6 thoughts on “The historical anomaly of postwar bipartisan cooperation

  1. bud

    Bi-partisan cooperation gave us Vietnam, the Iraq war, the watering down of banking regulations that led to the financial crisis, no child left behind, the unfunded medicare part d, and a whole host of other really bad stuff. So let’s be careful for what we wish for.

  2. Brad Warthen Post author

    Well, you should be comforted by the fact that all of those things UNDERMINED bipartisan cooperation.

    Bipartisan cooperation, by the way, also gave us victory in WWII and the Cold War, the G.I. Bill, the Civil Rights Act, the Voting Rights Act, and more than a generation of unparalleled prosperity.

    Don’t always look at the dark side.

  3. Ralph Hightower

    I was born after WWII when B&W television became common in households and old enough to watch the first landing on the moon; I work with some people where they learned about the lunar landing from history books.

    It is a shame that we have elected officials that are willing to take their “ball and bat” home when they don’t like the rules of the game. Those that are willing to take hostages just because they didn’t get their way should not be reelected. Unfortunately, gerrymandering is in full force to ensure that politicians retain their seats. There are white districts, black districts, Republican districts, and Democrat districts, all to insure that the incumbents remain in power, Districts should be redrawn where the outcome of the election is 50-50.

  4. barry

    My grandfather- a WW 2 vet that passed away a few years ago would often tell me – a politician that isn’t willing to make some compromises doesn’t deserve to be elected.

  5. Bryan Caskey

    There used to be two camps:

    1. Democrats: They want the government to be helping people more, being involved in people’s lives as a force for equality and fairness, regulating out the harshness of life. Government is ever expanding, but with good intentions.
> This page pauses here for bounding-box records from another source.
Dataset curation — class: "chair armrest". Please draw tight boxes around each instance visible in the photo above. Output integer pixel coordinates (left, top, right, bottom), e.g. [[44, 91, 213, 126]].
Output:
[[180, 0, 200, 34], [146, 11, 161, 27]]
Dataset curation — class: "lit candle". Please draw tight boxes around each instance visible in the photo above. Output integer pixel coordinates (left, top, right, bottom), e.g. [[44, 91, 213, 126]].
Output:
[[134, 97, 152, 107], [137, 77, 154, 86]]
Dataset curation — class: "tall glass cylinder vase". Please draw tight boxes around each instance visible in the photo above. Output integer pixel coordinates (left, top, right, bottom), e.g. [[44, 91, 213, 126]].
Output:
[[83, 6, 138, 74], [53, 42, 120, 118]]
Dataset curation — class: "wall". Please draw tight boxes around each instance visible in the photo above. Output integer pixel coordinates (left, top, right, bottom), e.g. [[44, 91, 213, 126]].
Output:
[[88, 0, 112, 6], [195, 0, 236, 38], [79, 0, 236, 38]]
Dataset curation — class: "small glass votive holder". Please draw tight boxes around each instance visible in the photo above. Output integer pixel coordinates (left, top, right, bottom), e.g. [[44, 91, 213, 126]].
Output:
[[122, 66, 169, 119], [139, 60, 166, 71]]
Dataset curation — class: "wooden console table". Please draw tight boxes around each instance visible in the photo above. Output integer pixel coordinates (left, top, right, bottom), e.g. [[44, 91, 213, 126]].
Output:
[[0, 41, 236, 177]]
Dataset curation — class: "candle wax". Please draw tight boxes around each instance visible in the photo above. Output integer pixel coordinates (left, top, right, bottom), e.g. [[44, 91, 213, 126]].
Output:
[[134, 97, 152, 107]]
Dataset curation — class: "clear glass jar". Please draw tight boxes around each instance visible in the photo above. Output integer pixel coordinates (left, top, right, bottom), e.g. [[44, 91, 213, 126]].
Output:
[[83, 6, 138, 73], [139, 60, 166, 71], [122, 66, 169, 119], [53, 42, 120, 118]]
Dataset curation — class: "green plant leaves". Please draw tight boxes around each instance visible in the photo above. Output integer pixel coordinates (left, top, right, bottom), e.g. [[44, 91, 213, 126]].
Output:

    2. Republicans: They want the government to be just slightly smaller than the Democrats, but they still want to use it for their own purposes. Government grows, but not as fast as the Democrats want it to.

    In the past, compromise was easy for these two groups. They weren’t diametrically opposed, so they could find some common ground. Now, we have a third camp: the anarchist, know-nothing, hostage taking, arsonists, crazies who want to actually reduce the size and scope of government.

    Here’s why compromise is so hard between the first two camps and the third camp . One side, you’ve got a group of people who don’t want new ways to do the old things, they want the government to be doing fewer things period. The GOP says, it’s not possible to shrink government so we’ll just manage it better and not make it as big as the Democrats want (at least at first). And the Democrats want it to grow faster and bigger than everyone else.

    So it’s hard to cut a deal.

  6. Nick

    Politics has become a conflict between the true believers and the infidels. The true believers would rather there be no country at all than the infidels get their way.